To respond to Nick M’s comment:
I don’t think I missed point of the $10B prize, it just seems to be to not be a very effective way to spend $10B to cure cancer (which I did not explain very well in my previous post). I think there are a couple of points to be made here. First, The fact that the Ansari X Prize of $10M prize spurred spending beyond the value of the prize (let’s agree for argument’s sake that it generated 10X in spending) does not necessarily indicate that a $10B prize will have the same impact on cancer research. I just don’t think it follows that if a $10M prize was effective that a $10B prize will be, well, 1,000 times as effective. This is just opinion, but it seems to me that this is not a linear relationship and that at some point every dollar spent on the prize becomes less effective in generating investment. I’m not sure exactly what the curve looks like, but I am pretty sure that Mr. Furst could get a pretty good bang for his buck in incenting cancer research with way less that a $10B prize. As I said in my previous post, I think a prize is a good idea, it just strikes me that a $10B prize is likely to be a pretty ineffective use of capital if the goal is to cure cancer. Frankly, a $10B prize sounds more like throwing money at a problem than “thinking like a business”. However, I’ll concede that a $50M prize might do more to achieve the goal than a $10M prize but I have a hard time going beyond that (admittedly a completely arbitrary boundary).

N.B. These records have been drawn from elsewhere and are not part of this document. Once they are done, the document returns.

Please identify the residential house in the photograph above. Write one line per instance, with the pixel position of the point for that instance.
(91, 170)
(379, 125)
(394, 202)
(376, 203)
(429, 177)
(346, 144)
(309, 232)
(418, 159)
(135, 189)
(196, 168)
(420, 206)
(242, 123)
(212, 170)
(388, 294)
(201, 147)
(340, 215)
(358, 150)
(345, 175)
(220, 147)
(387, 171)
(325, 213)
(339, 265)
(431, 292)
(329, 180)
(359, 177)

But the other key point here is that there is a moral issue at play. Finding a cure for cancer is in an entirely different moral realm than launching a rocket. The fact is that people are suffering from and dying from cancer now. I think any application of $10B to this problem has to take into account the suffering that is taking place now, today, with real people. This is not a moral issue that a rocket project has to contend with. To conclude the point, if I were thinking “like a business” and had $10B to spend and wanted to have a real impact on finding a cure for cancer I think a far more effective use of the $10B would be to create a significant prize, say $10M-50M, and spend the rest directly supporting research and providing treatment.
As an aside, I think it is worth noting that cancer research is a very big business (and in may cases seems to be “thinking like a business”) and I’d be willing to bet that even a $10M prize would have some unintended and unanticipated consequences on the current establishment that would leave the individual offering the prize rethinking their approach.